X maakt op 23 juli 2016 tijdig per e-mail bezwaar tegen een naheffingsaanslag parkeerbelasting van de gemeente Rotterdam. De gemeente reageert hierop met de mededeling dat bezwaarschriften die per e-mail worden ingediend, niet worden behandeld. De gemeente wijst X op de mogelijkheid om alsnog schriftelijk bezwaar te maken. Dit doet X op 31 augustus 2016. Op 5 november 2016 verklaart de heffingsambtenaar dit bezwaar wegens termijnoverschrijding niet-ontvankelijk.
De Hoge Raad oordeelt dat de gemeente Rotterdam, toen zij besloot het per e-mail ingediende bezwaarschrift niet in behandeling te nemen, X in de gelegenheid had moeten stellen om het verzuim van het niet langs de juiste weg indienen van het bezwaarschrift te herstellen.

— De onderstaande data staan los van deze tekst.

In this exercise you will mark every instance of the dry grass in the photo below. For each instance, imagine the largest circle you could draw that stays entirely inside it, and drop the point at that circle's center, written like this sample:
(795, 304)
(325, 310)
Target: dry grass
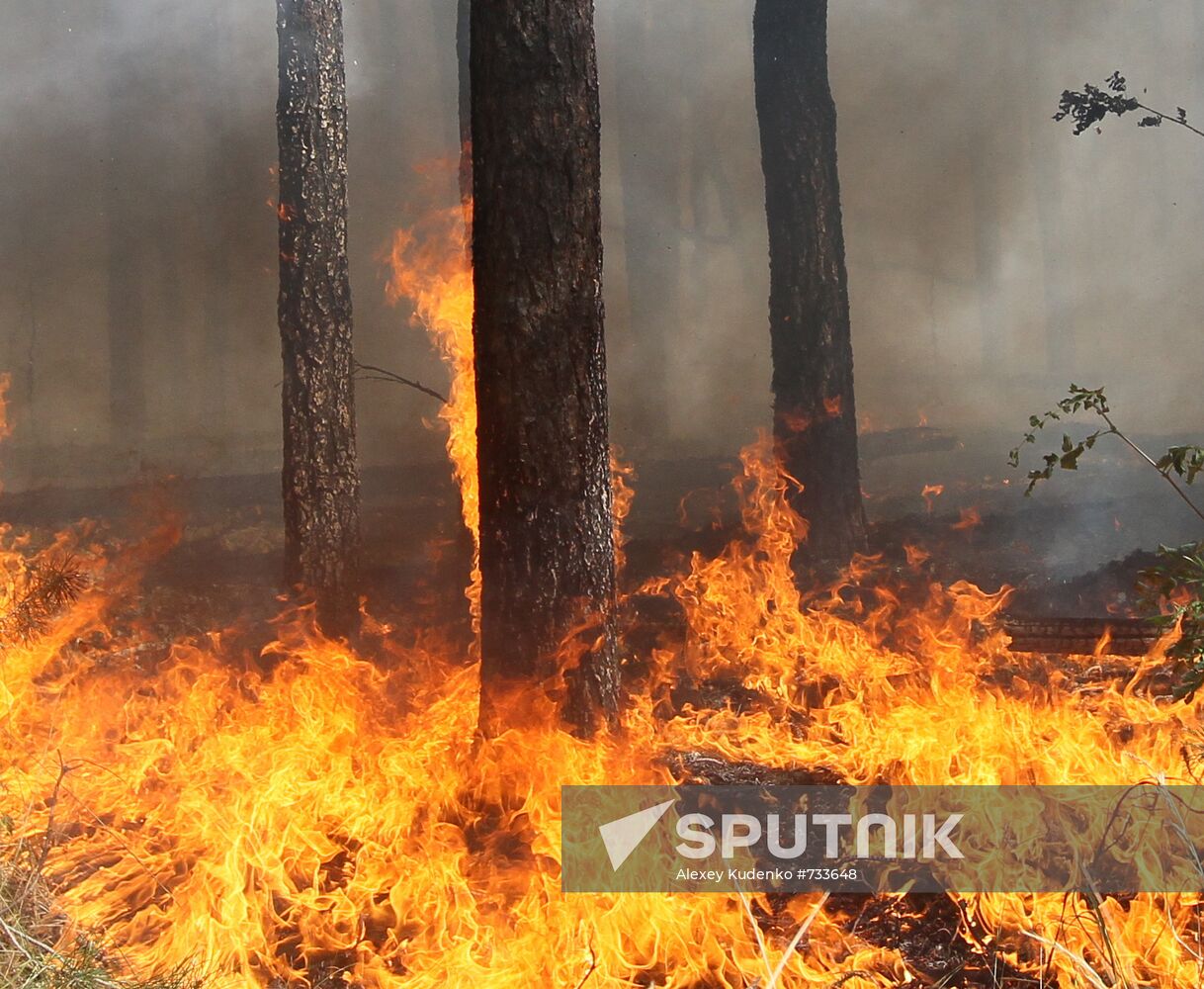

De heffingsambtenaar had het bezwaar niet niet-ontvankelijk mogen verklaren zonder X een termijn te geven voor verzuimherstel (HR 11 augustus 2017, nr. 17/00877, V-N 2017/39.6). Aangezien de heffingsambtenaar de naheffingsaanslag parkeerbelasting al ambtshalve heeft vernietigd, is het belang van X bij het verkrijgen van een uitspraak op het beroep beperkt tot de vergoeding van de kosten van bezwaar. De Hoge Raad doet het verzet zelf af, verstaat dat de uitspraak op het verzet vervalt en dat de rechtbank het onderzoek moet voortzetten in de stand waarin het zich bevond.